Serbian lawmakers have adopted a long-awaited law they say will shed light on the mystery of hundreds of missing babies more than 30 years ago, and offer compensation to parents where the fate of their child cannot be determined.
In the 1970s and 1980s, hundreds of Serbian babies (some advocates say thousands) mysteriously vanished from hospitals and birth clinics with no explanation or proof of death.
However, parents of missing babies have been protesting the new law, saying they weren’t included in the process to draft it and arguing its purpose is to pay out the families rather than establish the truth.
Mirjana Novokmet was 19 when she was told at a Belgrade clinic that her baby was stillborn. Forty years later, she’s still searching for answers.
“I am hoping that he is somewhere alive,” she said.
“I believe someone had taken him, sold him, within the country or outside the country. I really can’t tell, but I am certain that he is alive.”
The bill passed on a 136-0 vote in the 250-member assembly, with two lawmakers abstaining. An ongoing boycott of parliament sessions by opposition, among other reasons, contributed to the high number of absent lawmakers.
The law resulted from a 2013 European Court of Human Rights ruling, which demanded that authorities create a mechanism to provide answers to parents.
It requires specially-trained police officers to carry out investigative work into the disappearances, and where the fate of the missing babies cannot be determined, give families compensation of up to 10,000 euros ($11,000).
According to Katarina Golubovic, spokeswoman for the Lawyer’s Committee for Human Rights, the Government adopted amendments to the bill as a result of pressure from advocacy groups and to placate the families in the lead-up to the general election in April.
“The opposing of the parents is seen as a negative effect for the campaign.
“However, despite the reasons for the adoption of new solutions, we can say that these new solutions have potential to return the lost trust in the state, since the state will give the opportunity to the parents to be part of the interdisciplinary commission that will investigate cases.”
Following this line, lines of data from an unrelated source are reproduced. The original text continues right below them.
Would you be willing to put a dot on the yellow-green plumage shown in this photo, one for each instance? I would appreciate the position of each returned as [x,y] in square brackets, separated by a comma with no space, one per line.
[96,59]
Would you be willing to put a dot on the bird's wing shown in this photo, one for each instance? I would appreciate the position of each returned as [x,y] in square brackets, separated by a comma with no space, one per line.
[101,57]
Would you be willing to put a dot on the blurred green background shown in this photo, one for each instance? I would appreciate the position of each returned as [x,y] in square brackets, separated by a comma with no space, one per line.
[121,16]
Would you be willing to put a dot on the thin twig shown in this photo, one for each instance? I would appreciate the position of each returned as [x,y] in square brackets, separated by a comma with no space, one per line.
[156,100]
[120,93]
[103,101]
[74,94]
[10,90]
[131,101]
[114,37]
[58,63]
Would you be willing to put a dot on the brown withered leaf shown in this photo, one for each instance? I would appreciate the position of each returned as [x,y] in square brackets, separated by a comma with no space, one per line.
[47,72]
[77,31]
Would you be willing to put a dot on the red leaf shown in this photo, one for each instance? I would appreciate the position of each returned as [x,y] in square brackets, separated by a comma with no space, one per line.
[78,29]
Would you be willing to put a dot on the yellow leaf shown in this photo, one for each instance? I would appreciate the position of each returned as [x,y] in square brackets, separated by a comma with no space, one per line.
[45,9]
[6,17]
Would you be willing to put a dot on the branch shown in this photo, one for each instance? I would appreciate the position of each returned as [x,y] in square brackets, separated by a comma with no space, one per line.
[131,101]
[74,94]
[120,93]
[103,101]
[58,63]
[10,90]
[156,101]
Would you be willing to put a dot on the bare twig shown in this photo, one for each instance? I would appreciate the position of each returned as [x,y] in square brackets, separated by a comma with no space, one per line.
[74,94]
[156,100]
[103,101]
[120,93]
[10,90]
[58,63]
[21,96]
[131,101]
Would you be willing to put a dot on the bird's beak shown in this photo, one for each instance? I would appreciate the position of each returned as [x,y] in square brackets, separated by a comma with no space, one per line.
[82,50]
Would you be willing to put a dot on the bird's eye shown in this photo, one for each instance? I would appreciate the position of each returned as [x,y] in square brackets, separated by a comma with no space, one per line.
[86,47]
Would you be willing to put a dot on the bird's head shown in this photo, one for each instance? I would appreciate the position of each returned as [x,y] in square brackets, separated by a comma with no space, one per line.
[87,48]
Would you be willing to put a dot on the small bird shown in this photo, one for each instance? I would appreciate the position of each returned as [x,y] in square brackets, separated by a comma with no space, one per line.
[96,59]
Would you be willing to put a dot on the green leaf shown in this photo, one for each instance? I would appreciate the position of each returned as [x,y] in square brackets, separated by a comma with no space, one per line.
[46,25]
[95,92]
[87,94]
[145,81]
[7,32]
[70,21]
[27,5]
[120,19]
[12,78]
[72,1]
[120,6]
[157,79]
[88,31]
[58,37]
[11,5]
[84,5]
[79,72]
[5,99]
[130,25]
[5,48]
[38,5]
Since 2002, several groups of parents with similar cases have banded together to compare documentation to uncover the truth.
Parents were issued with death certificates without any other proof of death and were denied access to their children’s bodies. In most cases it was the firstborn child of a young, married couple that disappeared and in many cases the same doctors were involved.
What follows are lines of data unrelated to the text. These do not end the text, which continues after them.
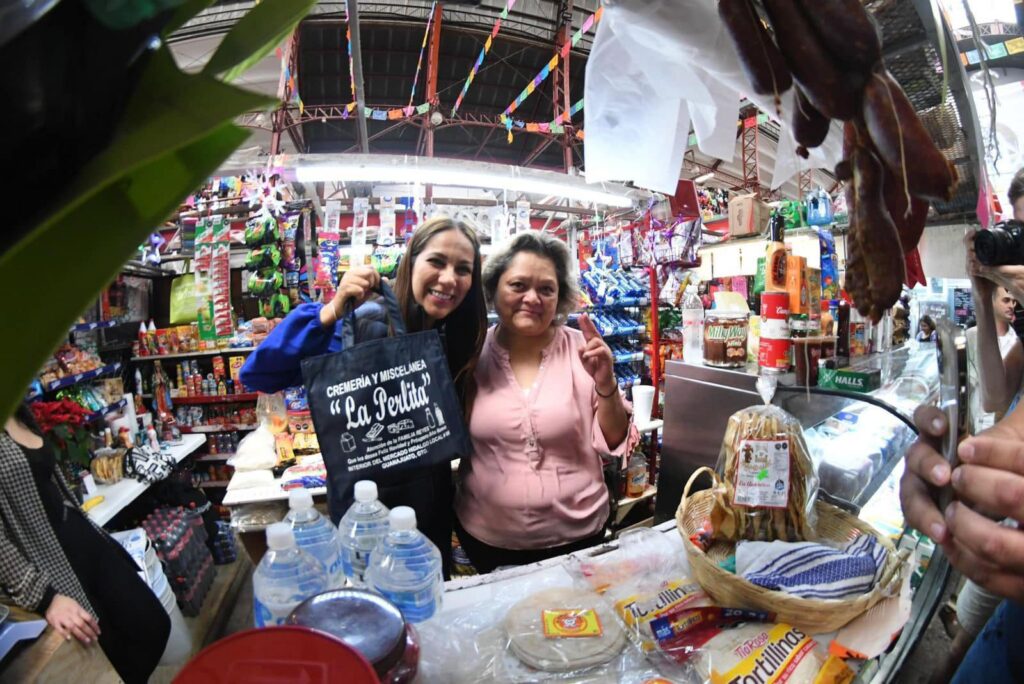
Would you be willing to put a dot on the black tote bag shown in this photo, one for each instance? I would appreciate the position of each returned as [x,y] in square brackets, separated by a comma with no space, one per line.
[384,404]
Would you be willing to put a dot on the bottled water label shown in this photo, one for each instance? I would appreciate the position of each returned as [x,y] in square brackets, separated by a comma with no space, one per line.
[271,613]
[353,563]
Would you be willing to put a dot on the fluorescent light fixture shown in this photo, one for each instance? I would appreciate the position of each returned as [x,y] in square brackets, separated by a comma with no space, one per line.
[400,169]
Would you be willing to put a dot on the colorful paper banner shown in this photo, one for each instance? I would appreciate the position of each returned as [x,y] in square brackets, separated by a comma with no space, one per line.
[423,47]
[483,53]
[551,66]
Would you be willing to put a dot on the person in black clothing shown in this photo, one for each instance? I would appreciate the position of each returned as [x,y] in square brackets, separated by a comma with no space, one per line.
[53,560]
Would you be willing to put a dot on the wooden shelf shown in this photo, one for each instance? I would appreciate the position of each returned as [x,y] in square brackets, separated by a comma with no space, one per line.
[207,429]
[190,354]
[216,398]
[213,458]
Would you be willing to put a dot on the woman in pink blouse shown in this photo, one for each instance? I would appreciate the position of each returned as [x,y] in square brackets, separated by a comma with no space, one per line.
[547,407]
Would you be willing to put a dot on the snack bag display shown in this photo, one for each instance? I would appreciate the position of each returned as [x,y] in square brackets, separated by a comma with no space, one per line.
[769,482]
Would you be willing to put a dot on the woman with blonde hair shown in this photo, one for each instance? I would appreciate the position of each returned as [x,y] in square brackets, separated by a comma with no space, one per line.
[437,287]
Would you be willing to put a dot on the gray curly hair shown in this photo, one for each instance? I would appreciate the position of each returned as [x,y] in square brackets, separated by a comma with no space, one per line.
[543,245]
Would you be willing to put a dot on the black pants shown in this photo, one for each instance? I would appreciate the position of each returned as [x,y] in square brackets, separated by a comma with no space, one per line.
[486,558]
[427,490]
[133,625]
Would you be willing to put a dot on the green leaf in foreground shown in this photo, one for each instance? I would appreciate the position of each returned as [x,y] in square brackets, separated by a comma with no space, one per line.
[256,34]
[84,244]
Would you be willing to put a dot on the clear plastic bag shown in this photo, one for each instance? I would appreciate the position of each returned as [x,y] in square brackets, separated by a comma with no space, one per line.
[474,644]
[255,452]
[255,517]
[769,482]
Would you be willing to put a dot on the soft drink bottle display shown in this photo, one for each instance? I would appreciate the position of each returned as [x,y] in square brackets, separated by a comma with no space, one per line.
[315,535]
[365,523]
[406,568]
[692,327]
[285,578]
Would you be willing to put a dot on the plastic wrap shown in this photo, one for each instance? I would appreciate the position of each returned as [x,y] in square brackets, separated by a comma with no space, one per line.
[769,482]
[255,517]
[255,452]
[647,54]
[475,644]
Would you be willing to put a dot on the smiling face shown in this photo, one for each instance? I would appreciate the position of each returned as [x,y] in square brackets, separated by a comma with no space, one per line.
[1003,305]
[442,273]
[526,299]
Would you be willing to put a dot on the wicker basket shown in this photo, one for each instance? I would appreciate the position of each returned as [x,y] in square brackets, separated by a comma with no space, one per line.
[812,615]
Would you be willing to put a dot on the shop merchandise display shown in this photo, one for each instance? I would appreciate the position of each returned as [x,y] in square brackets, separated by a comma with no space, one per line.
[768,480]
[179,540]
[406,567]
[286,576]
[563,630]
[360,529]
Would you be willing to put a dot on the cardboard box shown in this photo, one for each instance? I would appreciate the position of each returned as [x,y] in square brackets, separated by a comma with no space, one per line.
[748,215]
[848,379]
[796,285]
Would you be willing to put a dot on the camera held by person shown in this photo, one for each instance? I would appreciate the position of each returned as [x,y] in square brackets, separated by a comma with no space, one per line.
[1003,245]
Novokmet says the frequent reappearance of names of certain doctors and registrars leads the families to believe the babies were taken by an organised criminal group.
“It is interesting that we have been fighting this battle for 17 years and the state turned a blind eye,” she said.
Mirjana Novokmet has been pursuing her case for decades.
Advocacy groups representing the families say the law has a number of problems, including that it doesn’t include all medical institutions, that parents are required to gather evidence rather than the court, and it doesn’t include the capacity for children who suspect they are one of the missing babies to seek answers.
Parents of missing babies this week protested outside Parliament in Belgrade, demanding to be included in the drafting of the law.
They claim to have sent 130 appeals and suggestions over six years, which they say have gone unanswered.
One of their key objections is the compensation if a case could not be solved, saying that no parent would accept money in exchange for answers about their missing child.
“I think no mother can agree for 10,000 Euros, because hope for the truth about my child cannot be bought,” Novokmet says.